Neste estudo, os pesquisadores criaram seus cobaias transgênicas injetando nos ovos de formigas invasoras clonais – uma espécie sem rainha composta inteiramente por operárias cegas – com material genético que codifica a proteína sintética GCaMP, que acende em verde neon quando os níveis de cálcio mudam durante a atividade celular.

“Nosso objetivo era fazer com que o GCaMP fosse expresso apenas em um único tipo de célula – os neurônios sensoriais olfativos”, diz o principal autor Taylor Hart, pesquisador do laboratório de Daniel Kronauer.

Isso foi importante porque o lobo antenal é composto por vários tipos de células: neurônios sensoriais, neurônios de projeção que transportam dados sensoriais para outras partes do cérebro e interneurônios laterais que ligam tudo. “Esses outros tipos de células podem tornar a relação sinal-ruído ruim, porque podem estar realizando outras atividades, como cálculos, processamento de informações e modulação de sinais”, diz Hart. Tudo isso pode obscurecer o que os neurônios olfativos estão fazendo.

Encontrando o botão de pânico

Ao criar com sucesso um pequeno grupo de formigas com expressão de GCaMP nos neurônios sensoriais olfativos, a equipe também desenvolveu uma sofisticada técnica de imagem de cálcio de dois fótons que lhes permitiu registrar a atividade neural em todo o lobo antenal de formigas vivas pela primeira vez.

Os pesquisadores decidiram se concentrar nos feromônios de alarme, porque eles são particularmente voláteis e provocam respostas comportamentais fortes e robustas. Eles descobriram que as formigas adultas que detectavam os cheiros imediatamente se esforçavam para reunir tantos ovos quanto podiam em suas mandíbulas e então fugiam para uma seção adjacente da câmara de teste.

Hart e sua equipe usaram suas novas técnicas para monitorar os níveis de fluorescência de GCaMP nos lóbulos antenais de 22 formigas transgênicas enquanto as expunham a uma variedade de odores, incluindo os feromônios de alarme (que cheiram a fruta para o nariz humano). Os flashes se agruparam em seis glomérulos em uma região, sugerindo que essa área pode atuar como o botão de pânico do cérebro.

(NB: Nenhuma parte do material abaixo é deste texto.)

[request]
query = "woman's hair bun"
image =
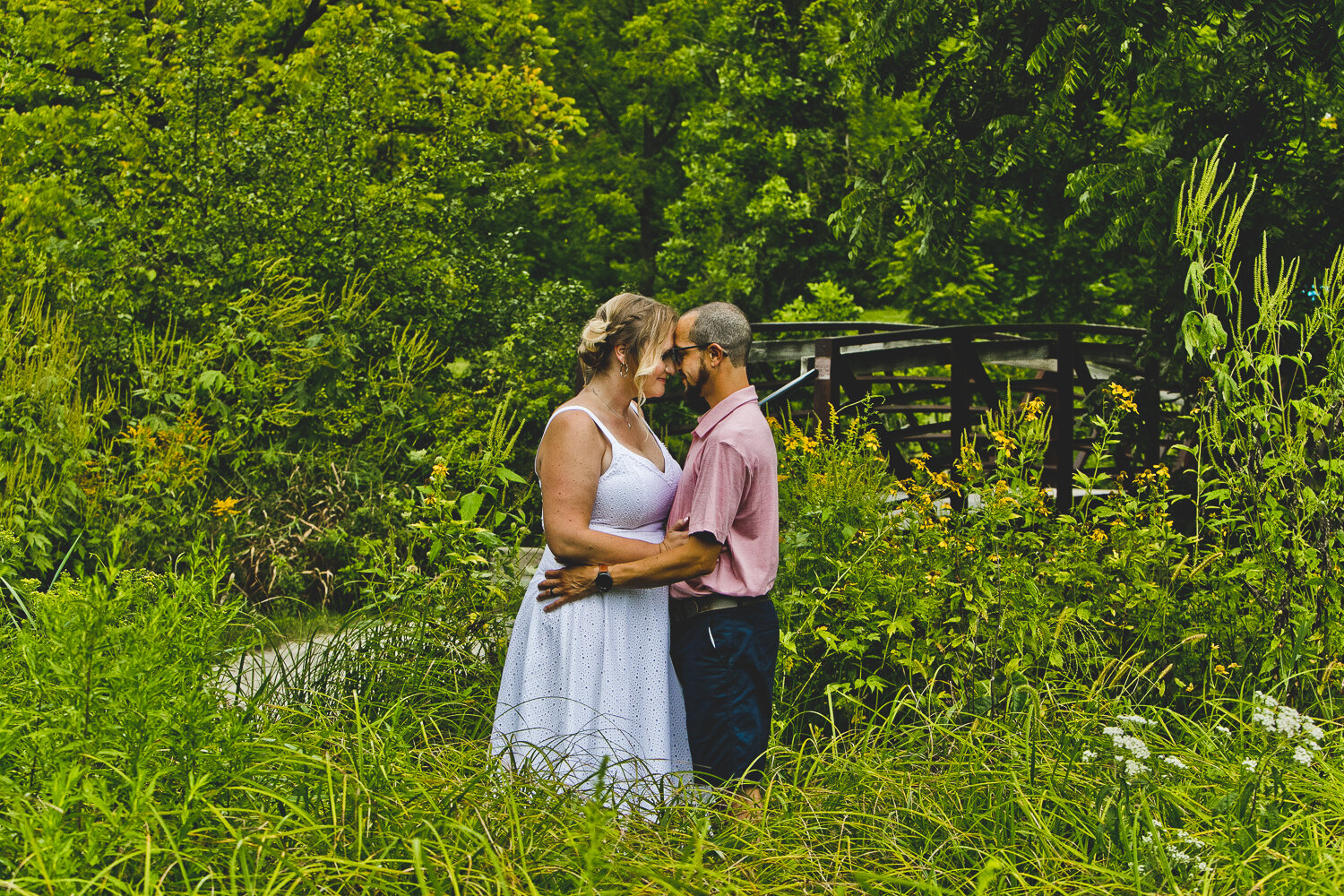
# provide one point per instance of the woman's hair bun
(631, 320)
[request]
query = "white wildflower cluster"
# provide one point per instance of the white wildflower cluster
(1297, 729)
(1131, 745)
(1183, 849)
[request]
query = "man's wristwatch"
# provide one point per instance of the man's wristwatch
(604, 579)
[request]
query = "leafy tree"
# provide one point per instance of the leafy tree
(717, 148)
(1055, 136)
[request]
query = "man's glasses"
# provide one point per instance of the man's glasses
(674, 355)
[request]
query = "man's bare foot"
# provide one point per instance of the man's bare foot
(746, 804)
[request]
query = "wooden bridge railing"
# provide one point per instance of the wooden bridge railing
(933, 411)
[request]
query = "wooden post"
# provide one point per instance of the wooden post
(823, 394)
(1062, 424)
(960, 389)
(1150, 410)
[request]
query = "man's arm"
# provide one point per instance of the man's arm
(694, 557)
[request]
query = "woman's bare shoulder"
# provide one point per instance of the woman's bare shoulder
(572, 426)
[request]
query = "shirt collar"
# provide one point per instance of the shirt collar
(719, 411)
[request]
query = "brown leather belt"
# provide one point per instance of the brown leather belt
(685, 607)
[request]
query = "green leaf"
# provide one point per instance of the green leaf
(1193, 332)
(470, 505)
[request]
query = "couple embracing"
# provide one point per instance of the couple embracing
(609, 684)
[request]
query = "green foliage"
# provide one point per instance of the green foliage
(830, 303)
(1271, 450)
(886, 589)
(715, 150)
(1053, 140)
(46, 427)
(123, 769)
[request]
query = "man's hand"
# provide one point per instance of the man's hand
(567, 584)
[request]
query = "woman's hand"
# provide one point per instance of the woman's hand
(677, 535)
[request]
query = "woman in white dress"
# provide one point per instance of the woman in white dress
(589, 694)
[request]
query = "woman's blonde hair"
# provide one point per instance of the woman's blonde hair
(629, 320)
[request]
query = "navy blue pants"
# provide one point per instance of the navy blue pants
(725, 659)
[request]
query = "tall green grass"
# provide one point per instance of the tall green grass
(125, 770)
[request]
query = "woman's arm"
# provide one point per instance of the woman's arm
(570, 461)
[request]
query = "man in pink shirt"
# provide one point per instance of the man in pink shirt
(725, 629)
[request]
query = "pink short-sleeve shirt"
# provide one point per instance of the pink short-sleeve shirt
(730, 489)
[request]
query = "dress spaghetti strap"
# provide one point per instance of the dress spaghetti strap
(605, 432)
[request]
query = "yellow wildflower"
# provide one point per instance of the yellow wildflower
(225, 505)
(1124, 398)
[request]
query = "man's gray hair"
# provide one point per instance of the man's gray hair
(723, 324)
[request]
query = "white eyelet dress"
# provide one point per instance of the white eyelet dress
(589, 694)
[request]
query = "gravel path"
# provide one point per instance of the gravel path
(297, 665)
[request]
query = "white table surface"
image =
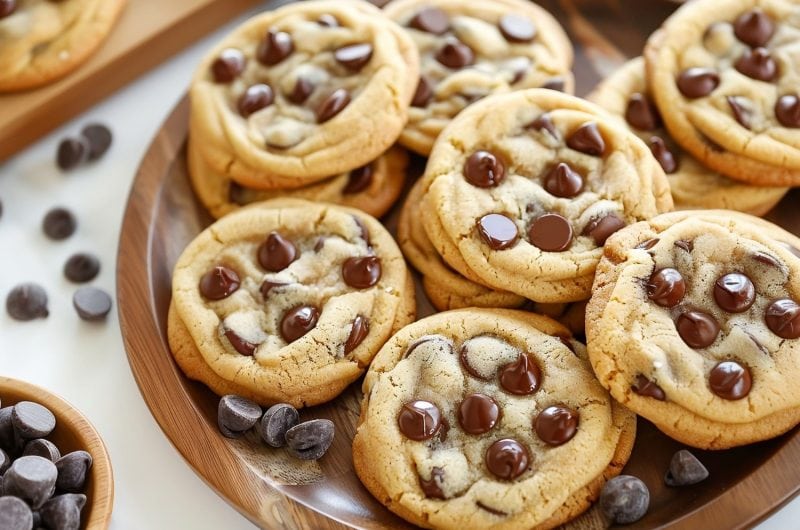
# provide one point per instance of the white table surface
(86, 363)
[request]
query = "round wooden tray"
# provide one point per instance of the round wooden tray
(162, 216)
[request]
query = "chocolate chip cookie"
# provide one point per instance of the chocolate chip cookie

“Esperávamos que uma grande parte do lóbulo da antena mostrasse algum tipo de resposta a esses feromônios de alarme”, diz Hart. “Em vez disso, vimos que as respostas foram extremamente localizadas. A maior parte do lóbulo da antena não respondeu nada”.

Hart diz que as descobertas revelam detalhes sobre como o cérebro da formiga processa a entrada sensorial. Os pesquisadores se perguntam se a atividade é privatizada, com cada glomérulo respondendo apenas a um ou alguns estímulos específicos, ou distribuída, com combinações únicas de glomérulos ativados por um estímulo. Um cérebro com mais de 500 glomérulos que operasse de forma distribuída, com centenas de sensores disparando ao mesmo tempo, precisaria de um poder computacional extraordinário quando se trata de processamento sensorial, diz Hart.

“A maioria dos odores que testamos ativou apenas uma pequena proporção do total de glomérulos”, diz ela. “Parece que a privatização é o caminho no lóbulo da antena da formiga.”

Ferramentas para o futuro

Considerando que apenas seis glomérulos responderam em 500, Hart se pergunta: “Para que eles precisam de todos esses glomérulos diferentes? A mosca-das-frutas sobrevive com apenas 50.”

Agora será mais fácil descobrir por que as formigas têm uma necessidade maior de diferenciar estímulos de odor do que outros insetos, diz Kronauer – e não apenas porque Hart criou centenas de formigas transgênicas que diferem de suas contrapartes selvagens apenas em sua capacidade de sinalizar em fluorescência, fornecendo um pool robusto para pesquisas futuras.

“As ferramentas que Taylor desenvolveu abrem um leque muito grande de questões que eram inacessíveis para nós até agora”, diz ele. Isso inclui a associação de glomérulos específicos com a variedade de feromônios que as formigas usam para coisas como invasão, recrutamento e distinção entre companheiros de ninho e forasteiros. “Também há questões de desenvolvimento interessantes sobre como o sistema olfativo das formigas é montado, porque é muito complexo. As larvas também têm neurônios sensoriais olfativos, então agora podemos observar suas capacidades sensoriais”.